Monday, October 13, 2008


Nuru International, the organization my friends Jake Harriman and John Hancox co-founded to work toward ending extreme poverty one community at a time has commenced it's first project in Kuria, Kenya. The team left the United States on Monday September 22, and have been in Kenya for the last three weeks.

Three of the team members have started blogs to give people back here a little insight into their daily lives. (The fourth is working on content for a soon to be launched website for Nuru.) It has been more than a little eye-opening to read. The team's work is just beginning, and it is really wonderful to get stories of what life is like for them on the ground. I'm setting up a new category on the left so you can easily click to read their blogs.

Janine is nuru's health care specialist and started her blog by sharing a snapshot of one day in her life. One of the most eye opening portions deals with her work in the health care clinic. There are amenities and standards that we really take for granted here in the West among them being the quality of health care that is available here in the states. I recently made a doctor's visit, and there were four people (including the doctor) who offered varied assistance during my visit as I had a mole removed--the whole thing took about 20 minutes. One machine made an incision as another cauterized blood vessels to minimize bleeding. Such a fast procedure would be unheard of in much of the world. In Nyametaburu, there is simply a nurse who does EVERYTHING. No receptionists and no computers and all the records are handwritten by the nurse. No privacy either, patients just stroll in while the nurse is meeting and treating others. But you can read more about it allhere.

Nicole left Chicago to begin working to improve the water and sanitation in Nyametaburu. In one of her blog entries, she shares a very detailed picture of what water and sanitation is like for the people she is serving. As I started reading her accounts, I've had my eyes opened even more to what is the norm for over one billion people.
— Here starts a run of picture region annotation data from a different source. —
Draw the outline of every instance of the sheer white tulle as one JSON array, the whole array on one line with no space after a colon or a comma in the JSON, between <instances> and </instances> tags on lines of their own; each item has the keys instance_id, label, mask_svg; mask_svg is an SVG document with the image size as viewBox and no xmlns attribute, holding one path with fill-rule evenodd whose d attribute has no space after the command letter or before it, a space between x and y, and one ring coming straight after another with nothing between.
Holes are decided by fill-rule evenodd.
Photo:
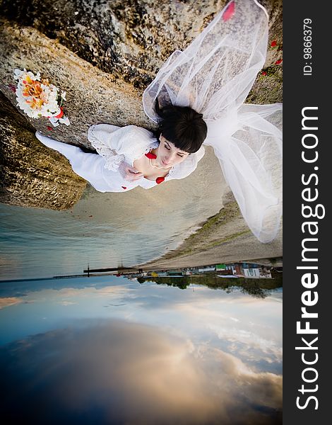
<instances>
[{"instance_id":1,"label":"sheer white tulle","mask_svg":"<svg viewBox=\"0 0 332 425\"><path fill-rule=\"evenodd\" d=\"M262 242L273 240L282 212L281 104L244 102L263 67L266 11L256 0L232 0L183 52L177 50L143 94L158 123L160 106L191 106L208 125L213 147L244 218Z\"/></svg>"}]
</instances>

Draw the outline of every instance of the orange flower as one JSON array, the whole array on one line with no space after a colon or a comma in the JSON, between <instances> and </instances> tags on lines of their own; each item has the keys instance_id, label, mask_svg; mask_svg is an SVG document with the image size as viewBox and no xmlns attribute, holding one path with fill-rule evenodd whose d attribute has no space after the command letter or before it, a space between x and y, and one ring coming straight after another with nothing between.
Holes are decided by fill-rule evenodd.
<instances>
[{"instance_id":1,"label":"orange flower","mask_svg":"<svg viewBox=\"0 0 332 425\"><path fill-rule=\"evenodd\" d=\"M30 106L32 109L39 109L42 106L42 101L40 98L32 97L30 103Z\"/></svg>"}]
</instances>

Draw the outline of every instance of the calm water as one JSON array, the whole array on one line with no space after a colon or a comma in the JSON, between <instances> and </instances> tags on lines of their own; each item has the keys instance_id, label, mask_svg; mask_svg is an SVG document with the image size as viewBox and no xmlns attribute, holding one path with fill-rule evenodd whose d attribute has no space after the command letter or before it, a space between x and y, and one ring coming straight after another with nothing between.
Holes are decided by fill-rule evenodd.
<instances>
[{"instance_id":1,"label":"calm water","mask_svg":"<svg viewBox=\"0 0 332 425\"><path fill-rule=\"evenodd\" d=\"M279 424L282 290L1 283L6 424ZM23 419L24 418L24 420Z\"/></svg>"},{"instance_id":2,"label":"calm water","mask_svg":"<svg viewBox=\"0 0 332 425\"><path fill-rule=\"evenodd\" d=\"M223 205L226 186L207 151L186 178L126 193L90 186L70 211L0 204L0 280L130 266L175 248Z\"/></svg>"}]
</instances>

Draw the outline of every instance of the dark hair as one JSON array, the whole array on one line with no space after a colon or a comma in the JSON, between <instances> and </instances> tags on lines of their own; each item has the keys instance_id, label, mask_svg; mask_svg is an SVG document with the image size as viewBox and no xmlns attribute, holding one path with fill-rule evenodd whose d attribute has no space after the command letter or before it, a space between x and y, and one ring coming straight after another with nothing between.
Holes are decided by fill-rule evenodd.
<instances>
[{"instance_id":1,"label":"dark hair","mask_svg":"<svg viewBox=\"0 0 332 425\"><path fill-rule=\"evenodd\" d=\"M204 142L208 128L203 115L189 106L173 105L160 108L155 102L155 112L162 118L157 136L164 137L185 152L196 152Z\"/></svg>"}]
</instances>

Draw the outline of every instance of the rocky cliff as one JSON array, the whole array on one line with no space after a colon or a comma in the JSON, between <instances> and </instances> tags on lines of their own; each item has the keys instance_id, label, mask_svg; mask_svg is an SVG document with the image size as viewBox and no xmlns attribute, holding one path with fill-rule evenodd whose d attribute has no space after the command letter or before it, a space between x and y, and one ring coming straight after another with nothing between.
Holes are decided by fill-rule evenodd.
<instances>
[{"instance_id":1,"label":"rocky cliff","mask_svg":"<svg viewBox=\"0 0 332 425\"><path fill-rule=\"evenodd\" d=\"M225 5L225 0L0 0L1 191L3 203L68 208L85 183L68 162L42 147L35 129L89 147L93 123L151 128L141 104L143 89L169 55L182 50ZM248 101L281 101L282 1L262 1L270 15L270 45L263 74ZM40 71L67 93L71 125L51 129L16 105L15 68ZM24 154L23 154L23 152ZM49 160L47 172L45 156ZM32 169L33 169L33 171Z\"/></svg>"}]
</instances>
For instance, she shared in one entry what it was like to get clean drinking water. First you have to travel to get to a water source--no plumbing. And then, the water must be boiled once you get back to the house. So then you've got a bunch of really hot water, and then there's still some stuff floating in it--dirt, etc so it has to be filtered through a clean cloth (you've gotta clean the cloth again once you go through this process once). And THEN, you have some clean hot water, so you have to let it sit, and cool down a bit. No refrigerators. No Brita filters. No ice either, so you never really have a COLD glass of water. So after you go through all of that process of acquiring and purifying the water, you wait for it to cool to whatever the temperature is that day, just so you can have a drink. We really do take A LOT for granted here! Wanna read more? Check out Nicole's blog.

Jake started his blog with a Bible story. It's a story of a young man standing up to insurmountable odds, and in the end triumphing over a monstrous evil. He ended that entry with a challenge, and it's a challenge I will echo and leave you with. You see, there's no reason why anybody needs to live this way. The technology and the resources are available--what the world needs is people who are willing to say "Enough!" and begin to DO something! It's time for our generation to STAND UP and GET IN THE FIGHT!

Will you join us in the fight?

You only live once…be the change you wish to see. Be hope…be light…be nuru.